The isotope iodine-131 - which accounts for about 3 per cent of the products of uranium fission - is easily absorbed by the thyroid gland, which produces hormones essential for cell metabolism. Once there, there is little to protect surrounding DNA from the particle bombardment that alpha radiation involves.
While doctors could give people non-radioactive iodine as a preventative measure to saturate the thyroid and prevent it taking up any radioactive molecules, this had to be taken within 36 hours of exposure.
Professor Ruff said reactors contained a "complex soup" of radioactive isotopes, and caesium-137 was a particular threat as it behaved in chemical terms like potassium and was readily taken up by cells throughout the body.
Likewise, strontium-90 behaved like calcium, leading to its accumulation in bones and teeth.
Iodine-131 has a half-life of just eight days, which means that after this time half the substance has decayed, in this case into the inert gas xenon. But many other radioactive compounds persist for much longer.
Strontium-90 and caesium-137 both have half lives of about 30 years, while plutonium-239 - another product of the Japanese reactors, which Professor Ruff describes as "probably the most hazardous substance in existence" - has a half-life of 24,200 years.
No treatments exist that can reverse the damage involved in radiation poisoning, although doctors can try to treat symptoms, for instance by giving antibiotics to prop up a failing immune system.
Professor Ruff said any large radiation leak could have serious consequences over a wide area, as the Chernobyl blast had resulted in radiation hotspots in areas as far-flung as northern Sweden, southern Greece and other parts of Europe.
It was unlikely to affect Australia, as the separation of climate systems in the northern and southern hemispheres would make it difficult for airborne contamination to cross the equator.
But for those in Japan, increases in cancer rates could be expected to follow a significant radiation leak - as had already been seen in the 23 years since the Ukraine accident. "At Chernobyl, 42 workers died from acute radiation sickness, all within the first month," Professor Ruff said.
"But it's estimated that somewhere between 10,000 and 60,000 people in total will die from fall-out, and from cancer, over a period of decades."

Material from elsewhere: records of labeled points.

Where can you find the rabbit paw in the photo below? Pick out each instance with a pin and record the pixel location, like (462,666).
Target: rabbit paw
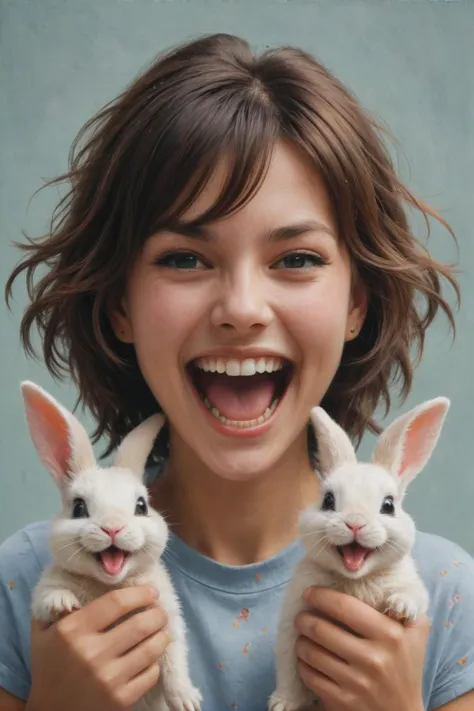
(56,604)
(185,698)
(403,607)
(301,702)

Rates of thyroid cancer around Chernobyl rose within five years of the accident, Professor Ruff said, while rates of childhood leukemia rose within 10 years.
"Then the various solid tumours - lung, stomach, ovary, breast, colon - (have started to rise after) 10 years and onwards," he said.
"The incidence of cancer in Hiroshima and Nagasaki survivors is still going up."
"You can't put a name on it and say, 'That cancer is due to that radiation exposure', because cancer caused by radiation doesn't look any different to cancer caused by smoking, or anything else. But overall, it could be a very significant increase in rates."
Other experts yesterday sought to tone down the health concerns.
Peter Burns, former chief executive of the Australian Radiation Protection and Nuclear Safety Agency, said radiation releases so far in Japan were "I suspect . . . a million times, probably several million times, less" than in Chernobyl, where basic prevention measures would have greatly lessened the health impacts.
"The problem at Chernobyl (was that) people still drank the milk and ate the vegetables," he said.